Migration: If the physical platform on which Teradata is running has the necessary hardware components - multiple storage types (e.g. SSD and spinning disk and/or large memory) and TVS is enabled then the migrator will move data between storage tiers according to the sorted list from the monitor. The most frequently accessed data (hottest) will be placed on the fastest persistent storage components (e.g. SSD) and the least frequently accessed data will be placed on the slowest persistent storage (inner tracks of slowest disks). This migration process is continuous and automatic. It responds to changes in the access pattern of the data - moving hotter data up and cooler data down the tiers of storage.

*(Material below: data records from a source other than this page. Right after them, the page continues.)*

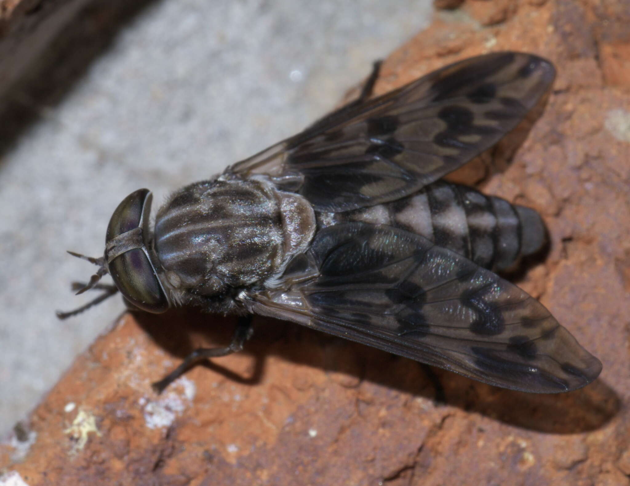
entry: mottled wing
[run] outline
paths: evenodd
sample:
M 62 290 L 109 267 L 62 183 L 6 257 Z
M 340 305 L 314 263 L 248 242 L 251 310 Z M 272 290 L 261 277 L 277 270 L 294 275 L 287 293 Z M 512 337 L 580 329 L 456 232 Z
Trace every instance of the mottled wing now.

There are no absolute temperatures. Temperature is determined only by the relative position of a storage allocation unit in the sorted list.
If sufficient memory is available and Teradata Intelligent Memory(TIM) is turned on then the migrator will also pin the very top of the access list in memory - again responding to changes in the access patterns. Memory is used as a cache, the data in TIM will also have a home location on persistent storage devices.
On a new system when all data has just been loaded, all data effectively has the same temperature. It can be thought of as all data having a temperature of warm. As the workloads are deployed on the system, the monitor will learn the access patterns of the data and the migrator will begin to move data appropriately.
Statistics are completely independent of temperature. Stats collection is not necessary or utilized for determining temperature. Stats do not need to be recollected as temperature changes. Stats should be collected as necessary for getting good plans from the optimizer, not with any consideration of data temperature.
TASM interacts indirectly with temperature in a couple ways. Often the higher priority workloads on the system have higher frequency/concurrency queries - this in turn will result in higher access frequencies for the data which will result in the data being higher on the access list and therefore hotter. In the latest releases, the highest priority workloads also cause an adjustment to the access frequency computations. If the accesses come from the highest priority work, then those accesses get higher weight than lower priority work. This raises the probability that the data accessed by high priority workload will be hot and therefore will reside on the fastest part of the storage.
When a new object is loaded, the default temperature will be warm. This can be overridden with a query band that specifies the desired initial temperature. Eg if the new data will be infrequently accessed, a query band can be used to load it with a default temperature of cold.
The list from the monitor also is used to drive the Temperature Based Block Level Compression (TBBLC). The least frequently accessed allocations units are automatically compressed if TBBLC is enabled.